PA-xr.j "der Syrer" (PN I, 116.17) - offensichtlich ein Ausländer. Wb III, 232.13: xArw.j, xrj "Syrer". Die letztere Variante interpretiert die Zeichen als "syllabische Schreibung" für ausländische Namen und Wörter.
mAa(.t)-xrw "gerechtfertigt" - ich habe dies auf die Besitzerin der Kartonnagehülle bezogen, nicht auf den Vater.
r nHH in Verbindung mit mAa-xrw ist meines Wissens nicht im Wb aufgeführt.

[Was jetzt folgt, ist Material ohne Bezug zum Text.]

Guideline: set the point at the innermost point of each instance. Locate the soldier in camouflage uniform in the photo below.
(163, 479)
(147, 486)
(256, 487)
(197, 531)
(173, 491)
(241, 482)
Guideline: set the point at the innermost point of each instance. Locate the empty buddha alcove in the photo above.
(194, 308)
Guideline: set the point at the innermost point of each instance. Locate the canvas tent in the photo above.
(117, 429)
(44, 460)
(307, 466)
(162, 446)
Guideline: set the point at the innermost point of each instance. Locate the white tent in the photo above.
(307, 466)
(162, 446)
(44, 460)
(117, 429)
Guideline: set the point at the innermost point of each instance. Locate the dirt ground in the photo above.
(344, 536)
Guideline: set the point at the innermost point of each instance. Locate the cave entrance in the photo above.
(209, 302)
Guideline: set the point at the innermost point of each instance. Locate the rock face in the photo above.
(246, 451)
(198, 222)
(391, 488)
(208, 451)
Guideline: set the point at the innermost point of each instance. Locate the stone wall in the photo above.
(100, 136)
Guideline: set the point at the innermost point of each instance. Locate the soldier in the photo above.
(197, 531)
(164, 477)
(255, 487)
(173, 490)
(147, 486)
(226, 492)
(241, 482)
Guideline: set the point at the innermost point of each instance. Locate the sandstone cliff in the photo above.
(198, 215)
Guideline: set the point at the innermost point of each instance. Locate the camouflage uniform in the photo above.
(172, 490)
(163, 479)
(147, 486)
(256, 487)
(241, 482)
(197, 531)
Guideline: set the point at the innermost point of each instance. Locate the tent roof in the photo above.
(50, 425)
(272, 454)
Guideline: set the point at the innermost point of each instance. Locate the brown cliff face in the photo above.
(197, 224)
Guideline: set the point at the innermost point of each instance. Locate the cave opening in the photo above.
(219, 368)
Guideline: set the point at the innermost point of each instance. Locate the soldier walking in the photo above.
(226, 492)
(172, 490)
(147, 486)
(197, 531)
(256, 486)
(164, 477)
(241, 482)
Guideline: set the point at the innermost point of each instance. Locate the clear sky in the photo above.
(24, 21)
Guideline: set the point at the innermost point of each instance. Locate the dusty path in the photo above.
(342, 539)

Vielleicht zu ergänzen zu (anx.tj) r nHH "sie möge leben bis in Ewigkeit".
Nachtrag: Es handelt sich um die Kartonnagehülle mit der Mumie der Tjayasetimu (British Museum EA 20744).
Die Kartonnagehülle ist mit einer dunklen Substanz bedeckt. Erst 1975 wurden Gesicht, Füße, rechter Unterarm und die Inschrift gereinigt. Seither ist die Identität der Mumie bekannt.
CT-Sans zeigen, dass die Mumie deutlich kleiner ist als die Kartonnagehülle. Tjayasetimu starb sehr jung; die Zahnentwicklung war noch nicht abgeschlossen. Geschätztes Alter: 7 +/- 3 Jahre.
Zum Titel: Lange Zeit glaubten Ägyptologen, dass diese Priesterinnen – wie auch die "Gottesgemahlinnen" – Jungfrauen gewesen seien. Es gibt jedoch Hinweise, dass zumindest einige von ihnen verheiratet gewesen sind.
Zur Bitte "Wasser für deinen Ba, Opfergaben für (deinen) Leichnam, Kleidung für deine Mumie": Diese nur selten vorkommende Bitte ist vor allem für den Norden Ägyptens belegt, in der Region des Fayums. Kommt Tschai-Aset-imu von dort? War sie Sängerin z.B. im Tempel des Amun in el-Hibeh statt in Karnak?